Nieve

  Yolanda

DURANTE NUESTRO PRIMER AÑO en Nueva York alquilamos un apartamento pequeño, cerca del cual había una escuela católica en la que enseñaban las Hermanas de la Caridad, corpulentas mujeres vestidas con hábitos negros largos y tocas que las hacían ver raras, como muñecas enlutadas. Me caían muy bien, especialmente mi maestra de cuarto grado, la hermana Zoe, que siempre me hacía pensar en una especie de abuela. Decía que mi nombre era muy lindo y me puso a que le enseñara la pronunciación correcta a la clase entera. Yo-landa. Como yo era la única inmigrante de mi clase, me asignaron un asiento especial, en la primera fila y al lado de la ventana, aparte de los otros niños para que la hermana Zoe pudiera dirigir mis estudios sin molestarlos. Con parsimonia pronunciaba las nuevas palabras en inglés que yo debía repetir: Laundromat, cornflakes, subway, snow.

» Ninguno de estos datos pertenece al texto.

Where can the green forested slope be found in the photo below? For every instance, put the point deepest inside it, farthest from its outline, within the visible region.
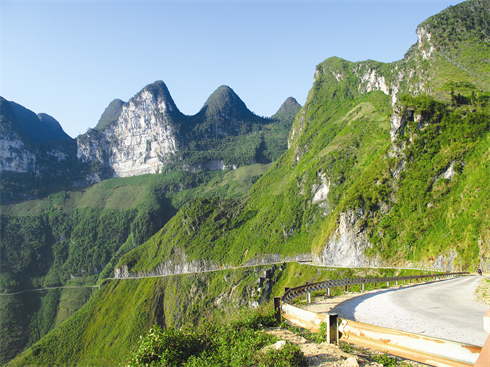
(107, 329)
(387, 164)
(341, 140)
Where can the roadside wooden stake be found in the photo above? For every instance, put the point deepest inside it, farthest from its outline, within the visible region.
(277, 309)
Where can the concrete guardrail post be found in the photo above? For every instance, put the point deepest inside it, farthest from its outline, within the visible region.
(277, 309)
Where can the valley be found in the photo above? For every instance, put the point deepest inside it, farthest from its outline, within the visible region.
(386, 165)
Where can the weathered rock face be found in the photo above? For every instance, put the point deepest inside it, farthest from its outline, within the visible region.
(140, 140)
(13, 155)
(347, 245)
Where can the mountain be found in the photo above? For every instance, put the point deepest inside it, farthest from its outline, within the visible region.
(288, 110)
(149, 134)
(40, 128)
(110, 115)
(71, 232)
(387, 164)
(383, 168)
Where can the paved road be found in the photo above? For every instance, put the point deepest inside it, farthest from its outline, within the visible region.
(447, 309)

Pronto entendí lo suficiente de inglés como para darme cuenta de que en el aire se respiraba el temor de un holocausto. La hermana Zoe le explicó a un salón boquiabierto lo que estaba pasando en Cuba. Allí se ensamblaban misiles soviéticos, que supuestamente se programarían para hacer impacto en Nueva York. El presidente Kennedy también se veía preocupado en la TV que teníamos en casa, mientras explicaba que era posible que tuviéramos que declararles la guerra a los comunistas. En la escuela teníamos simulacros de bombardeo aéreo: una campana de mal agüero empezaba a sonar y salíamos en fila hacia el pasillo, donde nos tendíamos en el piso y nos cubríamos la cabeza con el abrigo, e imaginábamos que se nos caía el pelo y los huesos de los brazos se nos ablandaban. En casa, Mami, mis hermanas y yo rezábamos un rosario por la paz mundial. Percibí todo un vocabulario nuevo: ‘bomba atómica’, ‘lluvia radiactiva’,‘refugio antibombas’. La hermana Zoe explicó cómo sucedería. Dibujó un hongo en el pizarrón y luego cubrió los alrededores con puntos, para representar el polvo de la lluvia radiactiva que nos iba a matar a todos.

Los meses se hicieron más fríos, noviembre, diciembre. Cuando me levantaba por la mañana todavía estaba oscuro, y cuando seguía mi aliento hacia la escuela todo tenía escarcha. Una mañana, mientras miraba por la ventana y soñaba despierta en mi pupitre, vi unas partículas en el aire como las que la hermana Zoe había dibujado: primero unas cuantas dispersas y luego un montón y luego más. Grité despavorida, “¡La bomba! ¡La bomba!” La hermana Zoe se volvió de repente, su amplia falda negra inflándose al girar, y corrió a mi lado. Algunas de las niñas empezaron a llorar.

Y entonces la expresión atónita de la hermana Zoe se desvaneció. “¡Yolanda, mi niña, pero si es nieve!” Se rió. “Nieve”.

“Nieve,” repetí. Con cautela miré por la ventana hacia afuera. Toda la vida había oído hablar de los cristales blancos que caían del cielo en invierno en los Estados Unidos. Desde mi pupitre, vi cómo el fino polvo recubría la acera y los carros estacionados abajo. Cada copo era diferente, había dicho la hermana Zoe, como una persona: irremplazable y hermosa.